Here we present results of analyses of morphological and genetic variation in H. rostratus from across its range, representing the largest, most detailed examination of caecilian intraspecific variation to date. The primary questions we address are: what are the main patterns of genetic and phenotypic variation within H. rostratus across the Seychelles archipelago, and what processes are responsible for them?

Results

Molecular data

Mitochondrial and nuclear DNA sequence data

Based on variation in 700 bp of the mitochondrial encoded cytochrome b gene (cytb) we identified 34 unique haplotypes among 100 H. rostratus individuals sampled from nine islands. Cytb data was partitioned into codon positions (CP) based on the results of PartitionFinder [77] analysis, and for the Bayesian inference (BI) analyses run through MrBayes [78] using the substitution models HKY + I (CP1), HKY (CP2) and GTR (CP3). Phylogenetic analyses using BI revealed a strongly supported, basal split between specimens from the northern islands + Frégate and specimens from the southern islands (Fig. 1a). The clustering pattern in the cytb phylogeny is congruent with the cytb haplotype network (Fig. 1b). The sharing of some haplotypes between islands could be indicative of shared ancestry (with recent vicariance not yet reflected in the molecular markers) and/or of some migration having occurred in the recent past between islands.

Fig. 1
figure 1

Evolutionary relationships of Hypogeophis rostratus inferred from cytb data: a) Bayesian inference majority rule consensus tree. BI posterior probabilities > 0.5 are presented on the branches; b) Median-Joining haplotype network. Size of the haplotypes are indicative of number of individuals in the haplotype. Small black circles refer to mutational steps between haplotypes and open circles represent extinct or unsampled haplotypes. a & b) Colors on tips of the BI tree and within the haplotypes refer to sample island of origin as referred to in the key (and are the same as those used in Fig. 2). Depicted image of H. rostratus is from Mahé

Northern + Frégate island vs. southern island individuals are separated by p-distances of 3.2–4.8% (between group mean distance = 3.7%; net between group distance = 3.4%: Table 1). The maximum amount of genetic variation within the two main lineages is greater within the southern island group (p-distances up to 1.6%: between individuals from the island of Mahé) than within the northern + Frégate group (p-distances up to 1%: between individuals from La Digue and Praslin).
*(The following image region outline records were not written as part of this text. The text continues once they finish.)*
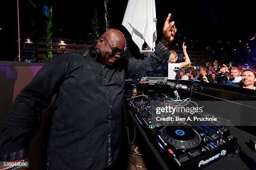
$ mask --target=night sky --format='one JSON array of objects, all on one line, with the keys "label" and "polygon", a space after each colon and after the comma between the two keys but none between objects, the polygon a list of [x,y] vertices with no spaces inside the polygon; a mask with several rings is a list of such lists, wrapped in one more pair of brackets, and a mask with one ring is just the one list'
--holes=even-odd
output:
[{"label": "night sky", "polygon": [[[37,7],[35,8],[28,0],[20,0],[22,40],[35,35],[37,38],[44,37],[44,21],[38,16],[41,15],[42,5],[48,4],[53,7],[54,38],[91,40],[90,33],[92,32],[91,18],[95,8],[97,9],[98,12],[100,35],[104,31],[103,0],[94,0],[92,2],[76,0],[30,1]],[[129,35],[127,35],[126,30],[121,25],[128,1],[109,1],[108,12],[110,28],[121,30],[129,41]],[[220,54],[217,55],[220,56],[215,56],[217,58],[225,54],[227,59],[229,59],[229,57],[233,57],[234,55],[231,54],[233,48],[239,48],[240,46],[240,48],[243,49],[246,42],[256,34],[256,15],[254,10],[255,2],[252,1],[155,1],[157,41],[160,41],[162,38],[162,27],[168,13],[172,13],[171,20],[175,21],[178,29],[174,44],[181,45],[185,41],[188,50],[189,48],[193,48],[192,46],[195,50],[210,47],[215,50],[215,54]],[[2,4],[2,6],[8,7],[9,10],[1,10],[0,14],[0,28],[2,30],[0,30],[0,35],[2,38],[8,36],[8,44],[12,44],[10,47],[2,42],[1,48],[5,48],[5,50],[10,49],[8,51],[11,51],[10,54],[13,55],[15,55],[13,51],[15,51],[15,47],[17,45],[18,39],[17,5],[15,2],[1,2],[7,3]],[[7,21],[3,21],[6,19]],[[33,19],[36,21],[34,22],[31,21]],[[239,42],[239,40],[241,42]],[[228,42],[229,44],[227,44]],[[132,42],[128,42],[128,45],[129,43]],[[219,52],[221,48],[223,49],[223,51]],[[239,57],[237,55],[235,57]]]}]

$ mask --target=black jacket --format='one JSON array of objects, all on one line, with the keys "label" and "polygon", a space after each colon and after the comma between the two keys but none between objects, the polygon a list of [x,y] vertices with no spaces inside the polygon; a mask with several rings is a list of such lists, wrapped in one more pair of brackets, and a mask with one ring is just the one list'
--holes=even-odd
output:
[{"label": "black jacket", "polygon": [[[57,109],[48,148],[51,170],[101,169],[118,157],[126,77],[145,74],[167,60],[161,44],[145,60],[97,62],[88,50],[54,57],[22,91],[8,114],[0,142],[0,161],[27,156],[40,127],[38,114],[57,93]],[[13,156],[13,155],[14,155]]]}]

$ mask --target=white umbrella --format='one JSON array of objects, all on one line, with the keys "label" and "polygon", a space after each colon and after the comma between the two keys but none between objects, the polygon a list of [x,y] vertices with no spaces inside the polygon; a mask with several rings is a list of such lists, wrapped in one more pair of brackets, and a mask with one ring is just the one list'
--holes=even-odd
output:
[{"label": "white umbrella", "polygon": [[[154,0],[129,0],[122,25],[129,31],[141,52],[154,51],[156,24]],[[149,50],[142,50],[144,40]]]}]

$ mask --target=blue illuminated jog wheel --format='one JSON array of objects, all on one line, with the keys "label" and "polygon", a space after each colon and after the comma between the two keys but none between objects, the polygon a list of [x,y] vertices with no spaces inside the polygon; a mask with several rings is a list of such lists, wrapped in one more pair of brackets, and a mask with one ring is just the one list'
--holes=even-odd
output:
[{"label": "blue illuminated jog wheel", "polygon": [[180,129],[175,130],[175,133],[179,136],[183,136],[185,135],[185,132]]},{"label": "blue illuminated jog wheel", "polygon": [[201,142],[200,135],[190,127],[165,126],[161,134],[168,143],[180,148],[192,148]]}]

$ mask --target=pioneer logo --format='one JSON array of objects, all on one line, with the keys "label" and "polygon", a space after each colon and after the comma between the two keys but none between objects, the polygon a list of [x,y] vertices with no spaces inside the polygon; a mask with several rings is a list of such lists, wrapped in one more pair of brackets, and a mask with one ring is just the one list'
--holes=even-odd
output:
[{"label": "pioneer logo", "polygon": [[202,160],[199,162],[199,164],[198,164],[198,168],[200,167],[201,165],[204,165],[205,164],[207,164],[210,162],[219,158],[220,156],[225,156],[225,155],[226,155],[226,153],[227,153],[227,151],[226,150],[222,150],[220,152],[220,153],[218,153],[215,156],[213,156],[205,160]]}]

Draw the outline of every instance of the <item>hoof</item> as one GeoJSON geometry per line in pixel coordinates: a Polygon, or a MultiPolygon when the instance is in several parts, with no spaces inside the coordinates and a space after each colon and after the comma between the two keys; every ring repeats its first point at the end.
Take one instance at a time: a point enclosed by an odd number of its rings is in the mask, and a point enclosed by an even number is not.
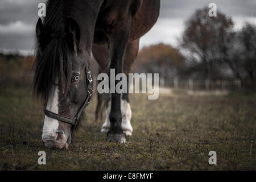
{"type": "Polygon", "coordinates": [[[133,133],[128,130],[125,130],[125,133],[126,136],[131,136],[133,135],[133,133]]]}
{"type": "Polygon", "coordinates": [[[101,129],[101,132],[102,133],[107,133],[109,130],[109,127],[102,127],[101,129]]]}
{"type": "Polygon", "coordinates": [[[126,143],[126,136],[125,134],[109,134],[108,138],[109,142],[126,143]]]}

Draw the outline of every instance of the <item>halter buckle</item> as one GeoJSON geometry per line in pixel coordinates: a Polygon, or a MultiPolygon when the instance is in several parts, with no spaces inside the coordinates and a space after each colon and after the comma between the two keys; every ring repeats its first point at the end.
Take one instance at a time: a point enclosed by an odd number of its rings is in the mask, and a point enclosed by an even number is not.
{"type": "Polygon", "coordinates": [[[74,119],[74,123],[73,124],[75,126],[77,124],[78,121],[77,117],[75,117],[74,119]]]}
{"type": "Polygon", "coordinates": [[[87,73],[87,80],[90,82],[93,81],[93,79],[92,77],[92,74],[90,73],[90,72],[89,72],[87,73]]]}

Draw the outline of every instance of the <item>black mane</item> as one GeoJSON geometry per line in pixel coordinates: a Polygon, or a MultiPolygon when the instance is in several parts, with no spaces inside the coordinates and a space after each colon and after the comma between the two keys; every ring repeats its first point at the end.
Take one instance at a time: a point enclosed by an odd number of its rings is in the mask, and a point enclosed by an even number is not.
{"type": "Polygon", "coordinates": [[[66,19],[73,1],[48,0],[43,19],[44,34],[38,39],[34,92],[46,101],[55,84],[67,93],[72,76],[72,55],[66,36],[66,19]],[[42,40],[40,40],[42,39],[42,40]]]}

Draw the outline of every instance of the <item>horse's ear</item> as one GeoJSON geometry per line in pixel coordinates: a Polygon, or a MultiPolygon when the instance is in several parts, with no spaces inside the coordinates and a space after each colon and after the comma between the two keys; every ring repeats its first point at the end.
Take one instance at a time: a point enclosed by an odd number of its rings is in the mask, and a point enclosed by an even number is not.
{"type": "Polygon", "coordinates": [[[37,48],[39,52],[42,53],[44,49],[47,44],[47,36],[44,27],[39,18],[36,26],[36,34],[37,40],[37,48]]]}
{"type": "Polygon", "coordinates": [[[71,41],[73,42],[73,50],[76,56],[77,54],[77,47],[79,44],[79,40],[80,38],[80,31],[79,26],[76,21],[72,18],[68,18],[67,21],[67,28],[69,35],[71,36],[71,41]]]}
{"type": "Polygon", "coordinates": [[[67,21],[68,32],[73,35],[74,39],[79,40],[80,32],[78,23],[72,18],[68,18],[67,21]]]}
{"type": "Polygon", "coordinates": [[[134,0],[133,3],[131,5],[130,11],[131,16],[134,16],[141,9],[143,0],[134,0]]]}
{"type": "Polygon", "coordinates": [[[44,27],[43,24],[43,22],[42,22],[42,19],[40,18],[38,19],[38,23],[36,23],[36,32],[38,41],[40,42],[42,39],[43,39],[43,36],[45,34],[44,27]]]}

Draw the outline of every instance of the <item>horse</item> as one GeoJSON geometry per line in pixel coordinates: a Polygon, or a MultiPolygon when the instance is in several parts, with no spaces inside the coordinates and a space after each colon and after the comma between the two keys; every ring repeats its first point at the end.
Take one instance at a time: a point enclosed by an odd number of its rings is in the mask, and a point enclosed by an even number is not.
{"type": "MultiPolygon", "coordinates": [[[[139,39],[156,23],[160,0],[48,0],[36,26],[33,90],[44,106],[42,140],[48,148],[68,148],[90,102],[92,53],[100,72],[127,75],[139,39]]],[[[116,84],[116,83],[115,83],[116,84]]],[[[127,84],[129,84],[127,83],[127,84]]],[[[111,93],[102,132],[110,142],[131,135],[128,94],[111,93]]],[[[96,118],[102,102],[98,98],[96,118]]]]}

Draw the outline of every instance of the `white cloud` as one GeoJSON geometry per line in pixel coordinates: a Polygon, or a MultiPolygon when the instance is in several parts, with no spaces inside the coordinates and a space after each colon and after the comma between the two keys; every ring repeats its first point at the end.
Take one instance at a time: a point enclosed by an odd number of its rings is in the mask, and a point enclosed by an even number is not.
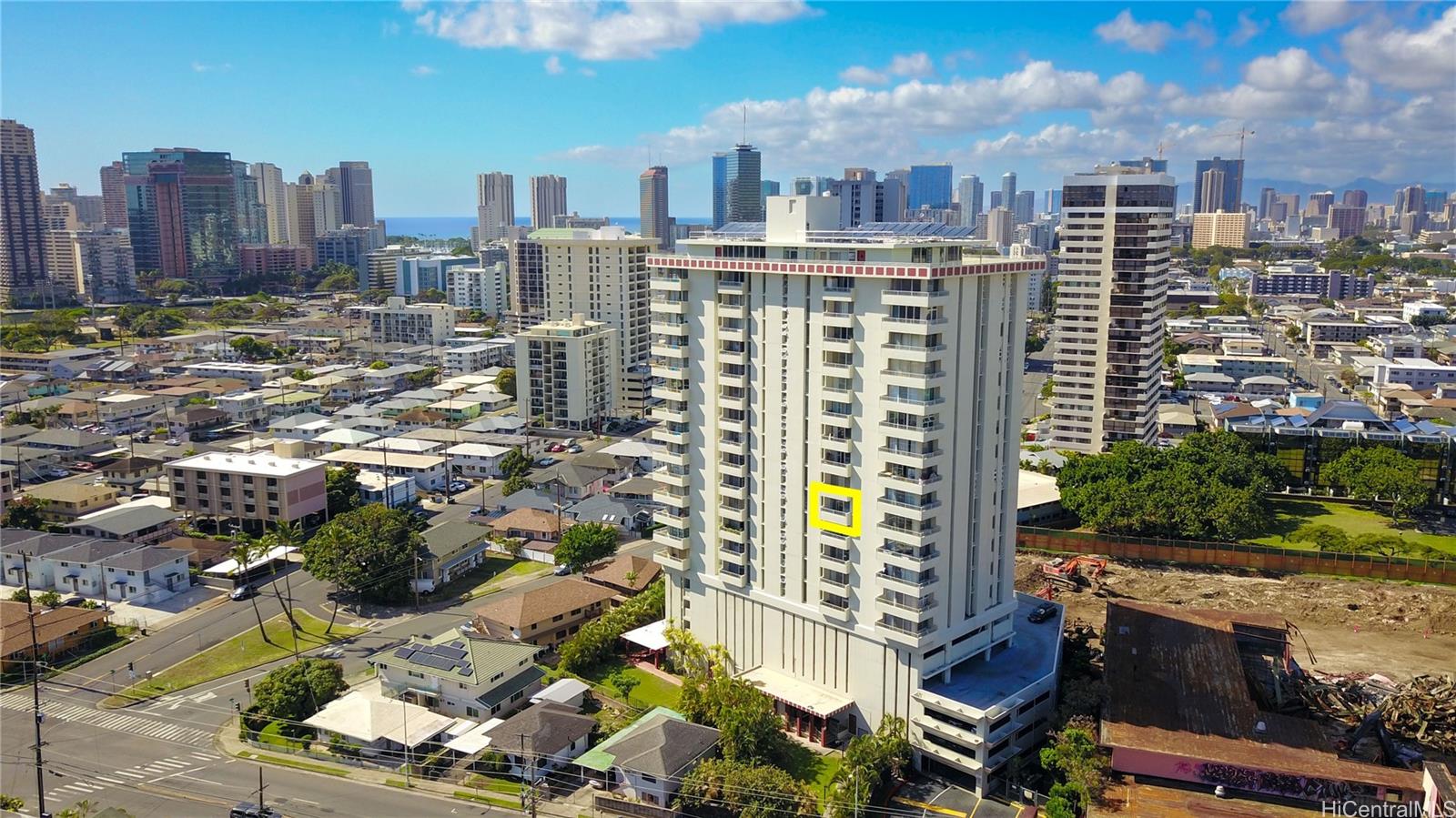
{"type": "Polygon", "coordinates": [[[1393,28],[1383,19],[1340,38],[1350,65],[1398,89],[1450,89],[1456,76],[1456,6],[1424,29],[1393,28]]]}
{"type": "Polygon", "coordinates": [[[1363,15],[1366,6],[1353,0],[1294,0],[1278,19],[1294,33],[1312,35],[1348,23],[1363,15]]]}
{"type": "Polygon", "coordinates": [[[930,55],[925,51],[916,51],[914,54],[895,54],[884,70],[850,65],[839,73],[839,79],[855,86],[882,86],[891,77],[929,77],[933,73],[935,63],[930,61],[930,55]]]}
{"type": "Polygon", "coordinates": [[[890,74],[868,65],[850,65],[839,73],[839,80],[852,86],[882,86],[890,82],[890,74]]]}
{"type": "Polygon", "coordinates": [[[1102,38],[1102,42],[1121,42],[1131,51],[1147,54],[1158,54],[1174,36],[1174,26],[1162,20],[1140,23],[1133,19],[1131,9],[1123,9],[1115,17],[1092,31],[1102,38]]]}
{"type": "Polygon", "coordinates": [[[483,0],[406,10],[421,12],[421,29],[469,48],[561,51],[582,60],[642,60],[689,48],[703,31],[815,13],[802,0],[483,0]]]}
{"type": "Polygon", "coordinates": [[[1264,33],[1268,25],[1268,20],[1255,20],[1248,9],[1239,12],[1239,28],[1233,29],[1233,33],[1229,35],[1229,45],[1248,45],[1251,39],[1264,33]]]}

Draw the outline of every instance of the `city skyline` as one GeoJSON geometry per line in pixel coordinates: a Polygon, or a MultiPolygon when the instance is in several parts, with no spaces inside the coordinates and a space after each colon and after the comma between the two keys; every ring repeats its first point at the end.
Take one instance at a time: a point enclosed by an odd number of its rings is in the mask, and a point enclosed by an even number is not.
{"type": "MultiPolygon", "coordinates": [[[[163,16],[103,6],[76,20],[80,29],[64,6],[7,9],[3,44],[13,60],[4,115],[35,130],[41,185],[70,182],[95,194],[98,169],[124,150],[189,146],[272,163],[285,179],[336,156],[368,160],[380,215],[469,215],[478,204],[472,178],[492,169],[517,178],[523,201],[530,176],[555,173],[572,179],[575,210],[620,215],[636,210],[632,182],[649,166],[651,150],[651,164],[673,169],[671,199],[681,214],[703,215],[711,210],[711,154],[747,135],[763,151],[763,178],[836,176],[843,166],[885,173],[949,162],[957,178],[994,179],[1015,170],[1025,189],[1053,186],[1064,172],[1099,160],[1155,154],[1162,144],[1179,180],[1179,199],[1190,201],[1194,160],[1238,156],[1238,140],[1217,134],[1245,125],[1257,132],[1245,150],[1248,179],[1338,185],[1367,175],[1390,183],[1443,183],[1441,176],[1452,175],[1456,92],[1444,80],[1456,68],[1450,7],[1319,3],[1201,10],[1088,3],[1038,15],[1031,23],[1009,6],[965,6],[967,25],[974,15],[978,28],[1005,32],[977,44],[974,54],[964,51],[960,26],[943,20],[932,26],[917,6],[764,3],[732,15],[708,4],[582,9],[563,17],[565,33],[545,29],[530,15],[507,19],[495,6],[269,9],[259,16],[248,6],[210,4],[205,12],[181,6],[163,16]],[[676,26],[674,36],[623,35],[625,25],[646,22],[633,15],[662,17],[676,26]],[[836,31],[868,22],[885,31],[881,42],[913,42],[917,49],[836,44],[836,31]],[[344,90],[399,95],[425,111],[457,99],[480,76],[507,76],[515,103],[530,115],[511,118],[521,125],[478,128],[480,115],[459,112],[459,127],[399,132],[364,128],[370,105],[357,106],[357,114],[349,106],[331,109],[336,130],[272,128],[264,125],[268,118],[256,124],[237,118],[239,105],[272,105],[294,112],[291,119],[307,114],[312,87],[290,90],[282,71],[323,71],[322,60],[331,57],[322,51],[290,54],[288,61],[274,57],[298,28],[323,26],[377,55],[367,65],[331,68],[344,90]],[[48,61],[36,48],[87,36],[92,28],[98,48],[67,65],[41,68],[48,61]],[[143,31],[170,32],[192,42],[195,54],[172,49],[118,60],[128,32],[143,31]],[[609,39],[612,32],[619,33],[609,39]],[[789,39],[802,45],[789,63],[776,57],[772,70],[753,68],[753,54],[782,55],[789,39]],[[496,42],[517,45],[496,48],[496,42]],[[1165,60],[1172,51],[1191,58],[1165,60]],[[737,84],[708,82],[706,71],[728,54],[747,65],[737,84]],[[74,93],[61,92],[83,87],[80,76],[96,73],[151,93],[146,99],[83,95],[84,105],[76,105],[74,93]],[[610,89],[664,77],[692,83],[696,96],[681,95],[692,102],[630,118],[609,108],[616,105],[610,89]],[[189,103],[162,102],[176,98],[189,103]],[[153,106],[149,99],[159,102],[153,106]],[[903,115],[903,127],[865,132],[865,112],[903,115]],[[1358,128],[1351,127],[1356,122],[1358,128]],[[1396,140],[1401,150],[1377,150],[1396,140]],[[1356,150],[1370,157],[1363,170],[1348,164],[1356,150]]],[[[1243,192],[1245,199],[1252,195],[1243,192]]]]}

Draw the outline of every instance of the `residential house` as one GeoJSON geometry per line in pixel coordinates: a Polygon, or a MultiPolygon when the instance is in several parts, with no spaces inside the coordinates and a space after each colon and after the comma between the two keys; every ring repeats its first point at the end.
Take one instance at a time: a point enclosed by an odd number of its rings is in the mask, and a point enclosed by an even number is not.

Table 1 Nucleotide diversity

Four nuclear loci—pro-opiomelanocortin (pomc), brain-derived neurotrophic factor (bdnf), and two anonymous nuclear markers (brev5 and rost5 [79];)—were sequenced for a subset of the samples sequenced for cytb (Additional file 2). As expected, mtDNA nucleotide diversity is greater than for nuDNA (see Table 1). No nuclear haplotypes for H. rostratus are restricted to single islands or larger within-island regions except for the samples from Frégate for brev5 (Fig. 2). For brev5 there is a widespread northern island haplotype and a widespread southern island haplotype. Specimens from the eastern island of Frégate and one specimen from the northern island of Curieuse are more similar to southern island individuals. For pomc there are main northern + Frégate and southern-island clusters, though samples from the southern island of Cerf share alleles with two widespread northern island haplotypes; a pattern also observed in the widespread northern island haplotype for rost5. For bdnf and rost5, allele sharing is extensive and there are no clear distinctions between specimens from northern- and southern- island groups. For pomc, specimens from the islands of Mahé, Silhouette and St. Anne all have unique haplotypes.

Fig. 2
figure 2

Haplotype network for Hypogeophis rostratus inferred from nuclear DNA: a) bdnf, b) rost5, c) brev5, d) pomc. Size of the haplotypes are indicative of number of individuals in the haplotype and colors indicate island population as referred to in the key. Small black circles refer to mutational steps between haplotypes and open circles represent extinct or unsampled haplotypes

Inference under the isolation with migration (IM) model [80] supports that no migration is occurring between the northern island + Frégate and southern island groups (Additional File 3). StarBEAST analyses estimate that the northern island + Frégate and southern island groups diverged approximately 1.26 Ma [95% HPD: 0.49–2 Ma] for the Yule tree prior (1.11 Ma [95% HPD: 0.37–1.84 Ma] for the Birth Death tree prior, and 1.27 Ma [95% HPD: 0.51–2.03 Ma] under a Coalescent tree prior).

AFLP analyses

AFLP genetic diversity varies considerably among islands. Using Nei’s [81] unbiased heterozygosity, diversity estimates ranged from ~ 0.19 (Mahé) to ~ 0.04 (Praslin) (Table 2). Analyses of AFLP data identified considerable genetic structuring among islands. Estimates of θ were large, and 95% confidence limits of θ did not overlap with zero (θ = 0.3574; upper CI = 0.4548, lower CI = 0.2670).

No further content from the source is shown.